Saturday, April 21, 2007

Tax ruling may decide Shin verdict

Chatumongol remarks a blow to Thaksin kids

POST REPORTERS

Former central bank governor M.R. Chatumongol Sonakul's confirmation yesterday that shares transferred from a company to its staff should be tax-liable _ when he cited a past Revenue Department ruling _ means the ruling will likely be used as a yardstick for judging the Shin Corp-Ample Rich share transaction case. M.R. Chatumongol was commenting after he testified in his capacity as former director of the Revenue Department to the Assets Scrutiny Committee (ASC) inquiry into the case yesterday.

The panel had sought his confirmation on the Revenue Department's ruling, which was made in 1995.

Under the ruling, capital gains tax would be imposed on shares given as gifts and on those sold at below market price.

M.R. Chatumongol said some people had attempted to exploit legal loopholes to evade tax liabilities by transferring shares to individuals.

He referred to an employee stock option plan (Esop), popular at the time he was head of the Revenue Department.

Under the plan, an employer grants options to employees to buy shares at a price lower than market value.

In the light of this, he had asked the department's arbitration committee to issue an interpretation of the matter to plug the tax loophole.

The committee was chaired by then finance permanent secretary Aran Thammano.

M.R.Chatumongol, also a member of the committee at that time, said he agreed with the arbitration committee's interpretation, which was comprehensive and complete.

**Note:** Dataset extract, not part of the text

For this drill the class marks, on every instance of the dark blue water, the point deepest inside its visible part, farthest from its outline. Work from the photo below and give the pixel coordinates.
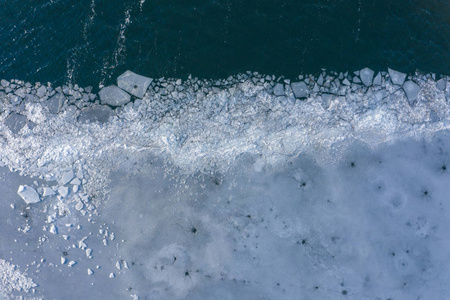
(91, 42)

He said the interpretation would set a precedent for decisions on similar cases.

According to a source at the ASC, M.R. Chatumongol also confirmed to the Shin Corp inquiry panel that shares sold at a price lower than the market value were subject to taxation.

With his confirmation, the panel is confident that Panthongtae and Pinthongta Shinawatra, children of deposed prime minister Thaksin, are liable to pay income tax on the Ample Rich share deal, the source said.

After a six-hour meeting yesterday, the panel also agreed in principle that Ample Rich is subject to corporate income tax, although it has not decided how much the company must pay.

Ample Rich Investment sold 329.9 million shares in Shin Corp to the siblings for one baht apiece in January last year.

The siblings then sold their Shin shares to Temasek Holdings of Singapore for 49.25 baht apiece, making capital gains of over 15.8 billion baht.

Meanwhile, ASC spokesman Sak Korsaengruang said it is up to the government to decide on extending the committee's tenure.

The ASC is ready to accept whatever outcome _ whether or not it will be given more time to continue its work, said Mr Sak.

He said the ASC will try its best to finish all graft probes before its tenure ends.

After the committee's tenure expires, any work left unfinished will be transferred to the National Counter Corruption Commission (NCCC).

However, the NCCC's powers are still limited. The agency is not authorised to take over some of the committee's tasks, such as tax evasion cases. Also, it can take action only against state authorities.

Mr Sak urged the government and the National Legislative Assembly to consider amending the law governing the NCCC to give the graftbusters more power to investigate a wider range of cases, including tax evasion.

At the same time, the Finance Ministry yesterday re-submitted a complaint over the digit lottery case to the ASC.

The ministry lodged a complaint with the ASC on March 30, but it was rejected by the committee as incomplete as it failed to identify the alleged offenders accused of misusing the money from the sale of the digit lottery tickets.